Under any federal plan, you will pay less, in the short run.. That’s because Medicare pays doctors and hospitals 20% to 40% less, $89 billion less each year, than the private sector pays. That’s because Medicare has $34 trillion in unfunded benefits for Medicare beneficiaries that will come due in the future. And that doesn’t include Medicaid. Add Medicaid in, and the unfunded benefit cost goes up to $52 trillion.

Reducing Public and Private Practice Variation

One way backers of more government intervention propose to control costs is to reduce practice variation among Medicare recipients and then for the under 65 crowd, lowering practice variation among health plan members. The root idea is to equilibrate payments in “high spending regions” to payments in “low spending regions.” And on the private side, to bring the “most expensive physicians” in line with “least expensive physicians,“ assuming of course they have the same outcomes. The result, according to the Dartmouth Group, is that we can reduce overall spending by 30%, and use the money “saved” to cover the uninsured.

This lovely idea is “data-driven.” It is claimed (no pun intended) you can use claims data, to prove the variations are “unwarranted” and driven by overuse of resources by hospitals and doctors. Data is compelling because data is “neutral” and because it can be effectively used to show that inexplicable variations exist and can be deployed to induce expensive providers to lower their charges and to do what is right and rational for the collective good. If, in the process, it embarrasses the over-chargers or makes them swing to the lower branches of cost, that’s good too because abusers deserve to be exposed.

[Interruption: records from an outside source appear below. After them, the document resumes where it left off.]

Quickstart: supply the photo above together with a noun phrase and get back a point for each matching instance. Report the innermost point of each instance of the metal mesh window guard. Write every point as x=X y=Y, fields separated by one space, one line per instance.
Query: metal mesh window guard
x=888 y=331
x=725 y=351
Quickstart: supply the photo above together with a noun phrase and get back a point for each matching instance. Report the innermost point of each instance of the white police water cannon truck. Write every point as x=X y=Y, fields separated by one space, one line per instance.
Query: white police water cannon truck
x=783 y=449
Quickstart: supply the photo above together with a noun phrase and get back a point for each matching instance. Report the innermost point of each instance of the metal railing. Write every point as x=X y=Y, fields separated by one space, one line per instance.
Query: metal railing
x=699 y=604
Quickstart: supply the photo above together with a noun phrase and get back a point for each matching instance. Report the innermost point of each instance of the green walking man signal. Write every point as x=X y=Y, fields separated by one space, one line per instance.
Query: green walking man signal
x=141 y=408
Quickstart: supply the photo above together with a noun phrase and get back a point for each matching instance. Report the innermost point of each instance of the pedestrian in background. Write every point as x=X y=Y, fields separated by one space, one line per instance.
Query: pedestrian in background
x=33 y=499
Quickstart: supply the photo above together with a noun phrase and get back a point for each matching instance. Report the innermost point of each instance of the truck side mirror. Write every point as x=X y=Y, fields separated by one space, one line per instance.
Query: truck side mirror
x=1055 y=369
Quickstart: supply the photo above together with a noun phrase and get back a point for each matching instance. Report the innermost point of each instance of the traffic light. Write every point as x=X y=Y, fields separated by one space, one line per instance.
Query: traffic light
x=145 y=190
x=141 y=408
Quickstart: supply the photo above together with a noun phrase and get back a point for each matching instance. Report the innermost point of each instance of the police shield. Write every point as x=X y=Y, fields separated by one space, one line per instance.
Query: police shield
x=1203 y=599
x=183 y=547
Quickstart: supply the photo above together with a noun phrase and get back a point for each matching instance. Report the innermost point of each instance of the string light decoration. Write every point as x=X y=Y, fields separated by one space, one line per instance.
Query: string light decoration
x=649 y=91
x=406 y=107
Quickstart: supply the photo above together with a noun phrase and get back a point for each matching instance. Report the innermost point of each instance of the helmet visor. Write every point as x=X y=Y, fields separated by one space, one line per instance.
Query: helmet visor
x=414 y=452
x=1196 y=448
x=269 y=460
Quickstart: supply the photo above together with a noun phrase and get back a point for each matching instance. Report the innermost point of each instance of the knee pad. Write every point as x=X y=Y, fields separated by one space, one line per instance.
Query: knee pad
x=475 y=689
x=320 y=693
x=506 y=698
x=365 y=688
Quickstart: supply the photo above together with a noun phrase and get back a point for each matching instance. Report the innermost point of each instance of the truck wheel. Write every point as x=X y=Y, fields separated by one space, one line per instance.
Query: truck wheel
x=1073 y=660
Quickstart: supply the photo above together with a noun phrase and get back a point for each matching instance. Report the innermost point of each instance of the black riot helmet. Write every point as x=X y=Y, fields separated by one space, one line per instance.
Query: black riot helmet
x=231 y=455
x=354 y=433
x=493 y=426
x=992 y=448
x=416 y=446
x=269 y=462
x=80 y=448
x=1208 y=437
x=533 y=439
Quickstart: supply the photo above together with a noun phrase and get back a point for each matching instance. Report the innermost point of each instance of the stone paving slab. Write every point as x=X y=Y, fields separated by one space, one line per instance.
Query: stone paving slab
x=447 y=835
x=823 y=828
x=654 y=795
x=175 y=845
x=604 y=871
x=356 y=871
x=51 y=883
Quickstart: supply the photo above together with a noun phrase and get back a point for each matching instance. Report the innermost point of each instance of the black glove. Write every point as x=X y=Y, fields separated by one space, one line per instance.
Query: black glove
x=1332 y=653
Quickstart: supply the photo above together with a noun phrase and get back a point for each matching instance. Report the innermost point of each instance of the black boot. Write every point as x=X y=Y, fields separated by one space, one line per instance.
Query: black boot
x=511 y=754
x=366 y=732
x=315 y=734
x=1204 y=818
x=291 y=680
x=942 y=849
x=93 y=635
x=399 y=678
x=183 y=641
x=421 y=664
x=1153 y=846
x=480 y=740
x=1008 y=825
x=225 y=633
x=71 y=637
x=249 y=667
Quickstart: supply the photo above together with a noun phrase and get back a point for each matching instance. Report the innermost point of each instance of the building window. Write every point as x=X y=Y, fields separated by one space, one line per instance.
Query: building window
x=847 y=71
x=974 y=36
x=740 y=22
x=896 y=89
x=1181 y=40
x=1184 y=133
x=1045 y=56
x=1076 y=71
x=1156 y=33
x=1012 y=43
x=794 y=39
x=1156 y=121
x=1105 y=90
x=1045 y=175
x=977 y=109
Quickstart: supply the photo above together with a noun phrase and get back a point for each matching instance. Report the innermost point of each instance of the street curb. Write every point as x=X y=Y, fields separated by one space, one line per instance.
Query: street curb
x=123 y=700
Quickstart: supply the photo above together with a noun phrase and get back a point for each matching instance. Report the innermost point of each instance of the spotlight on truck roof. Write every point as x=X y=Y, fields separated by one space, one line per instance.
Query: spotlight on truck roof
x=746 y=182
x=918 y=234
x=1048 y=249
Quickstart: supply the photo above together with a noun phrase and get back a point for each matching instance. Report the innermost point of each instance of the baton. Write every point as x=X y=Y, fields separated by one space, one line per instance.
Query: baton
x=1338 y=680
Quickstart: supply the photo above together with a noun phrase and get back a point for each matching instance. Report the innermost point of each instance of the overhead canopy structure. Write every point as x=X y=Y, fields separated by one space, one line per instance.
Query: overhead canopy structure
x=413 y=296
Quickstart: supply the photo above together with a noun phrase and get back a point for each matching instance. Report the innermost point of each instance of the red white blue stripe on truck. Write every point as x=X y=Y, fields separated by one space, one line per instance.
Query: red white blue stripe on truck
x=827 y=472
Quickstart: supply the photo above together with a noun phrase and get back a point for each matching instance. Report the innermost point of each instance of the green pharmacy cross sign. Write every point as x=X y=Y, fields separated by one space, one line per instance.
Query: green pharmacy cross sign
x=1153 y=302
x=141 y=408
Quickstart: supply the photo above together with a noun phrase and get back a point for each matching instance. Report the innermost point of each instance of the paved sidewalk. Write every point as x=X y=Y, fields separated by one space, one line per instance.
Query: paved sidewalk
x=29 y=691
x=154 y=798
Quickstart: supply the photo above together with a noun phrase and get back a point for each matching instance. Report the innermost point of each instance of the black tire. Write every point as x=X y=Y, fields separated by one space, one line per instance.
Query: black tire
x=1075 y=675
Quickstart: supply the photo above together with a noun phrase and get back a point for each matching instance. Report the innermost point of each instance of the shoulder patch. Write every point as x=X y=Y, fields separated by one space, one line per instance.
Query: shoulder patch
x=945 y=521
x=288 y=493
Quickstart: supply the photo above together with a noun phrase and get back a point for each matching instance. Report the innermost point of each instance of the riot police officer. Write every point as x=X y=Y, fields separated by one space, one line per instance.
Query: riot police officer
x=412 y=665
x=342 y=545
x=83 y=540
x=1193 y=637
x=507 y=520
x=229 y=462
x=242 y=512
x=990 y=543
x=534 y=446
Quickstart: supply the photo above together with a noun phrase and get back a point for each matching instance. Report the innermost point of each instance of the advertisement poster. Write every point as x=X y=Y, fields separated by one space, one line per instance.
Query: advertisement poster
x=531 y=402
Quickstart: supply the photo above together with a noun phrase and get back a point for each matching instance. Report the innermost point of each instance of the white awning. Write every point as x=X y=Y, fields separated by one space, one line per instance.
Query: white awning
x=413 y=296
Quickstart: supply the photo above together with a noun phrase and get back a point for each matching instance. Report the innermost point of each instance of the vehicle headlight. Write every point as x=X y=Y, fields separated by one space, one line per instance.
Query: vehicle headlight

If you would like to read a beautifully written explanation and justification of the 30% solution, I invite you to read Dr. Atul Gawander’s report in the June 1, 2009 New Yorker, “Annals of Medicine, the Cost Conundrum, Expensive Care Can be Harmful, What a Texas Town Can Teach Us about Health Care”

Dr. Gowanda compares the expensive and practices of doctors in McAllen, Texas, against those of the Mayo Clinic, and says, sadly, “In the war over the culture of medicine – the war over whether our country’s anchor model will be Mayo or McAllen – the Mayo model is losing. In the sharpest economic downturn that our health system has faced in half a century, many people in medicine don’t see what they should to the hard work of organizing themselves in ways that reduce waste and improve quality if it means sacrificing revenue.”

In other words, in Dr. Gawander’s opinion, physician individualism is winning out over the collective societal good.